背景
ナイジェリアにおける親密なパートナーによる暴力(IPV)の件数は近年大幅に増加している。被害者の多くは女性であり、早死を含む多くの健康上の問題に直面している。本研究では、ナイジェリアにおける夫婦間の年齢差とIPVの関連を検討した。
方法
本研究では、2013年ナイジェリア人口保健調査のカップル再コード化データ(n = 6765)を使用した。IPVは13項目の質問によって測定された。データはロジスティック回帰モデル(α = .05)を用いて分析した。
結果
夫婦間の平均年齢差は8.20 ± 5.0年であった。調査対象のカップルのうち、何らかのIPVを経験した割合は23.5%、感情的暴力は18.0%、身体的暴力は13.5%、性的暴力は4.7%であった。また、IPVの有病率は、年齢差が0–4歳のカップルで27.0%、5–9歳で23.7%、10–14歳で22.0%、15歳以上で18.7%であり、この傾向はすべてのIPVの領域において一貫していた。

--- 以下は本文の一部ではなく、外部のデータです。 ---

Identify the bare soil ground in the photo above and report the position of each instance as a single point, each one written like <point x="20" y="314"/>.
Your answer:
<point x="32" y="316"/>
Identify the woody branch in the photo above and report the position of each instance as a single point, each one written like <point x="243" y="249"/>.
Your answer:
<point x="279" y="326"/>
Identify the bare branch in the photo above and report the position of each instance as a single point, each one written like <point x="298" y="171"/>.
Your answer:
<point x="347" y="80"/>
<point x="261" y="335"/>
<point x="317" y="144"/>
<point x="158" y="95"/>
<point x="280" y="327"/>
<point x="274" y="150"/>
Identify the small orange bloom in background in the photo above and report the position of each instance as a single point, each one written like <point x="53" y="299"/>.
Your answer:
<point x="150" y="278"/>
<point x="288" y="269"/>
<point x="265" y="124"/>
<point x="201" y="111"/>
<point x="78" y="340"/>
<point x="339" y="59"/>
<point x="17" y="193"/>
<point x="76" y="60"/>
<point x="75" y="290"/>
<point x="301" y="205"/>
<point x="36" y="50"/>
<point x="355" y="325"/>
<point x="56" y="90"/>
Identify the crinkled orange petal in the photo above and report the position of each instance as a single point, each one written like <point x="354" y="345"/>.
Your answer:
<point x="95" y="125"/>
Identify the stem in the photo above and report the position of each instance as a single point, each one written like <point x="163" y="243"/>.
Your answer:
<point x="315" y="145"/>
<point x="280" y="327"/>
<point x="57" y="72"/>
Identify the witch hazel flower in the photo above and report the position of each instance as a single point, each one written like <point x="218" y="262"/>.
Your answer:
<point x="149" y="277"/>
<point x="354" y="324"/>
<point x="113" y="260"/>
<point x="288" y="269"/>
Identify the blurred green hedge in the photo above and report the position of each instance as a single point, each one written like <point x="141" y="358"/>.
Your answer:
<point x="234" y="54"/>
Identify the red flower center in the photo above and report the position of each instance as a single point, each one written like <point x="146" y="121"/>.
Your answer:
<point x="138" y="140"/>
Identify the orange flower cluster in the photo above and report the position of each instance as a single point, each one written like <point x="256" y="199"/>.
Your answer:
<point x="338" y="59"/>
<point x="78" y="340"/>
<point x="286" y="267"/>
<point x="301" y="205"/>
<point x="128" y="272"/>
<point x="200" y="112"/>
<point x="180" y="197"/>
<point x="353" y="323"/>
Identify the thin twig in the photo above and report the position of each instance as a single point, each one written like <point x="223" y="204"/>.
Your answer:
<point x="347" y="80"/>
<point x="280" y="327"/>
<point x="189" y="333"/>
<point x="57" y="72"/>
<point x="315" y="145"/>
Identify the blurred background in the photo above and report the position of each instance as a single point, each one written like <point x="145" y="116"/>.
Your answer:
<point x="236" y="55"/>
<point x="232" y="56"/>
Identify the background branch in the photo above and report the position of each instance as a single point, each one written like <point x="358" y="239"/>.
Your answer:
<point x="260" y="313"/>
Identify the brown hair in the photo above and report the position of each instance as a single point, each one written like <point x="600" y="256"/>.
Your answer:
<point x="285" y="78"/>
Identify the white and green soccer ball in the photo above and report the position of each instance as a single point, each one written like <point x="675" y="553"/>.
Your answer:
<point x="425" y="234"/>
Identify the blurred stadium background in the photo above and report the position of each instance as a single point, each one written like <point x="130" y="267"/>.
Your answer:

身体的暴力を経験した女性のうち、20.5%はあざのみ、8.0%は少なくとも一度の眼の損傷、捻挫、脱臼を経験し、3.7%は傷、骨折、歯の破損のいずれかを経験していた。IPVの予測因子として特定されたのは、家族の規模、民族、世帯の富、教育水準、婚姻回数、夫の飲酒習慣であった。
夫婦間の年齢差が0–4歳の世帯では、IPVの未調整オッズ比は1.60(C.I = 1.30–1.98, p < 0.001)、5–9歳の世帯では1.35(C.I = 1.10–1.64, p < 0.01)であり、年齢差が15歳以上の世帯と比較してIPVの発生率が高かった。しかし、他の変数をモデルに含めると、この関連の強さは弱まった。
結論
ナイジェリアにおけるIPVの水準は全体的に高いが、夫婦間の年齢差が大きくなるほどIPVの発生率は低下することが分かった。本研究は、結婚前に男性が一定の成熟度に達することの重要性を強調しており、これがナイジェリアにおけるIPVの抑制につながる可能性があることを示唆している。